Approximately 30% of the 5,000 native bee species in North America build nests in tunnels or cavities situated above ground. Regarding the wild bee species in Europe, 75% are supposed to breed underground.

The 2021 scientific publication Worldwide occurrence records suggest a global decline in bee species richness indicates a downward trend in the global bee population. In order to try and reverse the perceived reduction in bee numbers, some people construct bee hotels.

A study of 200 bee hotels undertaken by melittologist Laurence Packer and Scott MacIvor from York University indicated that 50% of bee hotels in their study were dominated by wasps. Bees, unlike wasps, favour hotels that receive direct (especially morning) sunlight, and that are closer to the ground. Bee hotels located on multi-storey building rooftops and in shaded areas are more likely to attract wasps. The study critiqued poorly designed and maintained bee hotels, noting that plastic tubes can be a catalyst for mould, short tubes can discourage female bees, and proximity of spiders can reduce bee populations. Peter Hallett, a melittologist from the University of Toronto noted that the wasps observed in the study were not yellowjackets, but solitary wasps that are generally perceived more positively in North America.

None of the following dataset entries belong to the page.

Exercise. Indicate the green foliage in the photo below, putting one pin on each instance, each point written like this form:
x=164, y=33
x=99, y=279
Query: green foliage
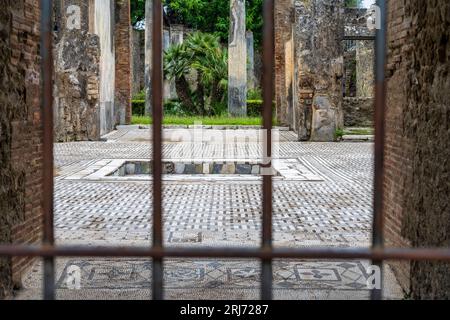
x=211, y=16
x=140, y=95
x=338, y=134
x=203, y=54
x=255, y=108
x=254, y=94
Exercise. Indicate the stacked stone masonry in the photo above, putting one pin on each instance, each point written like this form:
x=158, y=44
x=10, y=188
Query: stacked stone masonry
x=20, y=135
x=123, y=62
x=92, y=68
x=418, y=140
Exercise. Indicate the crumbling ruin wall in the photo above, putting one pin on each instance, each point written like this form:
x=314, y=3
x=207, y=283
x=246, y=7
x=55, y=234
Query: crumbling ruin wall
x=138, y=58
x=359, y=112
x=20, y=135
x=319, y=30
x=77, y=75
x=123, y=62
x=417, y=175
x=284, y=61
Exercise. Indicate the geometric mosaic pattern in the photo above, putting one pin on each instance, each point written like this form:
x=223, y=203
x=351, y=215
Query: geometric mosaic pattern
x=185, y=274
x=335, y=211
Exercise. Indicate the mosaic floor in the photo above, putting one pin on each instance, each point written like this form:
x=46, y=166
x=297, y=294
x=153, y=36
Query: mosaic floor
x=334, y=210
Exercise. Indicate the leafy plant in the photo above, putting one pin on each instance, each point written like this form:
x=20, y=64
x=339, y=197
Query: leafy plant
x=203, y=53
x=211, y=16
x=254, y=94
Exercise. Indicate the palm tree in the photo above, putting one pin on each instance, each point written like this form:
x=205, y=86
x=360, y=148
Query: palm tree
x=203, y=53
x=210, y=61
x=177, y=64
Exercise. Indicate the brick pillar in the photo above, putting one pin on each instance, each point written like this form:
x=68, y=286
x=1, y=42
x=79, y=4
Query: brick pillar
x=319, y=64
x=237, y=60
x=251, y=81
x=123, y=62
x=20, y=135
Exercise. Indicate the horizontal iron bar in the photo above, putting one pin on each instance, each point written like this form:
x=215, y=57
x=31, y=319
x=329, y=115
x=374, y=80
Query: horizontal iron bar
x=417, y=254
x=361, y=38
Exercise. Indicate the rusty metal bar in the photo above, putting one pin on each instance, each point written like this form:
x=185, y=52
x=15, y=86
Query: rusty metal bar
x=46, y=49
x=359, y=38
x=268, y=93
x=380, y=106
x=157, y=107
x=409, y=254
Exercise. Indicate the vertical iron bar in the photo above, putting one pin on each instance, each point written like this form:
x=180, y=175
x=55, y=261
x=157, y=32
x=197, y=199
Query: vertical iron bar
x=157, y=83
x=380, y=107
x=268, y=93
x=46, y=49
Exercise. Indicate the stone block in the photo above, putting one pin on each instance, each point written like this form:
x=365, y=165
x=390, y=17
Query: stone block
x=243, y=169
x=180, y=168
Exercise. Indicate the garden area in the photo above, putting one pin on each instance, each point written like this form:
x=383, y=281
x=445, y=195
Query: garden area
x=197, y=69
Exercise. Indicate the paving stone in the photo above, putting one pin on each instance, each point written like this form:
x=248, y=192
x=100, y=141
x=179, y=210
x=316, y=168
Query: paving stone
x=335, y=211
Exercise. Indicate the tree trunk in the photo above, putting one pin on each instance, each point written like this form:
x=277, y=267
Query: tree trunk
x=183, y=92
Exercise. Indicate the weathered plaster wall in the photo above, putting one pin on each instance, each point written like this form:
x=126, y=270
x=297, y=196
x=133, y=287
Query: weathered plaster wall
x=138, y=58
x=365, y=73
x=20, y=135
x=122, y=32
x=77, y=53
x=418, y=140
x=284, y=61
x=104, y=28
x=319, y=30
x=237, y=60
x=359, y=112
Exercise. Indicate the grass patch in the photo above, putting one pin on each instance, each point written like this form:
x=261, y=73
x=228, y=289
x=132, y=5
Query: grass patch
x=359, y=132
x=208, y=121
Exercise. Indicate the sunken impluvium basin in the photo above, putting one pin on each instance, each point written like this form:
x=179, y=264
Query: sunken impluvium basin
x=130, y=168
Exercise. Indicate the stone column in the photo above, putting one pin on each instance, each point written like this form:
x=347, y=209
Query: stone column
x=166, y=45
x=176, y=37
x=237, y=60
x=251, y=81
x=104, y=28
x=123, y=110
x=284, y=61
x=137, y=74
x=148, y=55
x=76, y=74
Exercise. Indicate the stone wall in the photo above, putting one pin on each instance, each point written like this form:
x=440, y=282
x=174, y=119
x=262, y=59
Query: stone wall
x=418, y=140
x=359, y=112
x=20, y=135
x=284, y=61
x=123, y=62
x=365, y=72
x=77, y=74
x=318, y=34
x=138, y=58
x=77, y=54
x=237, y=60
x=104, y=28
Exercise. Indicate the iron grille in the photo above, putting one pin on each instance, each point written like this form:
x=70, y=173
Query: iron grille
x=266, y=253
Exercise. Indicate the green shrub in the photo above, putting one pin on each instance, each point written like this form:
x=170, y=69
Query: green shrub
x=138, y=107
x=254, y=94
x=255, y=107
x=140, y=95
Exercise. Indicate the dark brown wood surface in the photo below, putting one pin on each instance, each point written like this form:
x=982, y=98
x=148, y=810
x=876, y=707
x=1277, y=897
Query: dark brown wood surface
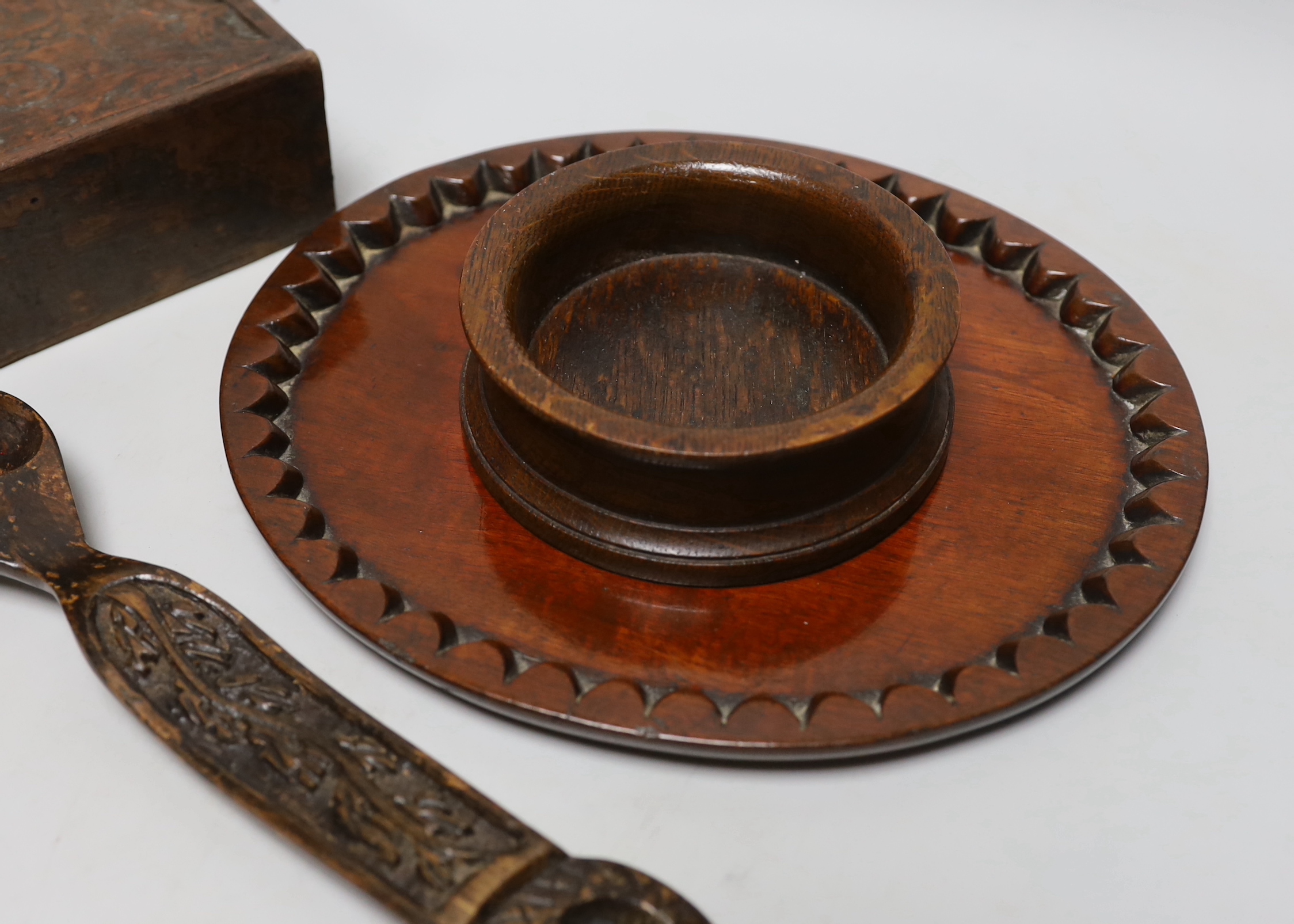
x=1072, y=497
x=766, y=334
x=283, y=743
x=145, y=148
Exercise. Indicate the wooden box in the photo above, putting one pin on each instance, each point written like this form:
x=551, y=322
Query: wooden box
x=147, y=145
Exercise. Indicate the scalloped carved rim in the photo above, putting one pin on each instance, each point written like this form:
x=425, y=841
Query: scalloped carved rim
x=975, y=234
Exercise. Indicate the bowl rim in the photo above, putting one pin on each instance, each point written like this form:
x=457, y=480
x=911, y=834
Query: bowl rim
x=507, y=362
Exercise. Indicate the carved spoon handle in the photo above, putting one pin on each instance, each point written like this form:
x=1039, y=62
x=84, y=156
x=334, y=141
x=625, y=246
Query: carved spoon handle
x=286, y=746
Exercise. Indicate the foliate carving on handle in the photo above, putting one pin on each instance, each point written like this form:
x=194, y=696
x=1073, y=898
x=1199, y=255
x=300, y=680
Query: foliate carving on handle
x=1025, y=265
x=593, y=892
x=273, y=735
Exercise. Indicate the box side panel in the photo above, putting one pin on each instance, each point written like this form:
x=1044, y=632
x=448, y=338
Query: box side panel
x=100, y=228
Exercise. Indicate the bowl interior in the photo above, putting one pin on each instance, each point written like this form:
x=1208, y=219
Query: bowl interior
x=712, y=295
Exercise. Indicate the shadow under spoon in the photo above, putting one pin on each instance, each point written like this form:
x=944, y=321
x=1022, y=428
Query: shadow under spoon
x=286, y=746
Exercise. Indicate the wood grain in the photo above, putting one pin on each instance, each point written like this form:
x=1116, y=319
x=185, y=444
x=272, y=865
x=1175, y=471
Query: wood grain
x=144, y=148
x=1072, y=497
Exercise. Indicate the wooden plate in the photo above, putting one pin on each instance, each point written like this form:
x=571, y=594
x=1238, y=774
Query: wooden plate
x=1073, y=495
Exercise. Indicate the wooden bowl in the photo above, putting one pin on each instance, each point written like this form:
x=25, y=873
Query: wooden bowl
x=708, y=363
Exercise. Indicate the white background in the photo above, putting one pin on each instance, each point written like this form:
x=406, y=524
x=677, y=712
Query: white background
x=1154, y=138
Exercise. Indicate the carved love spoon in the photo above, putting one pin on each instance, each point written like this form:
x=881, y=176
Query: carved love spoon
x=286, y=746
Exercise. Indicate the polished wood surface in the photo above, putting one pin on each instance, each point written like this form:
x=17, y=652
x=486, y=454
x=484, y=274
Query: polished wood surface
x=144, y=148
x=1072, y=496
x=283, y=743
x=753, y=387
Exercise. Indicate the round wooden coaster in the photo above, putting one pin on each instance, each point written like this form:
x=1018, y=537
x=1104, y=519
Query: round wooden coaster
x=1072, y=497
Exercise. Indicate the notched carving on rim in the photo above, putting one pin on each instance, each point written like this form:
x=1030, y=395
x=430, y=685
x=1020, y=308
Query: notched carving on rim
x=1061, y=294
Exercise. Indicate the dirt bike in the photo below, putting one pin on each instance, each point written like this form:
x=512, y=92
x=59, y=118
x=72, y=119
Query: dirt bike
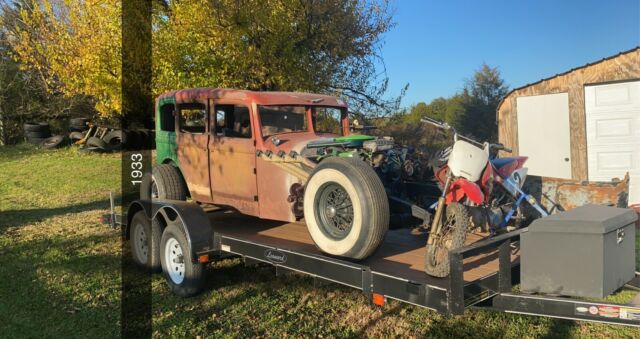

Melittologist Cory Sheffield of the Royal Saskatchewan Museum observed more positive trends in bee hotels used by bees in orchards in Nova Scotia and noted that some of the problems from the Toronto study were unique to cities. Both Cory Sheffield and Laurence Packer encouraged creation of bee hotels, despite the issues identified in the Toronto study. A Canadian study of 200 bee hotels in Toronto indicated that 50% of hotels were dominated by wasps, 25% by invasive, and 25% by natives.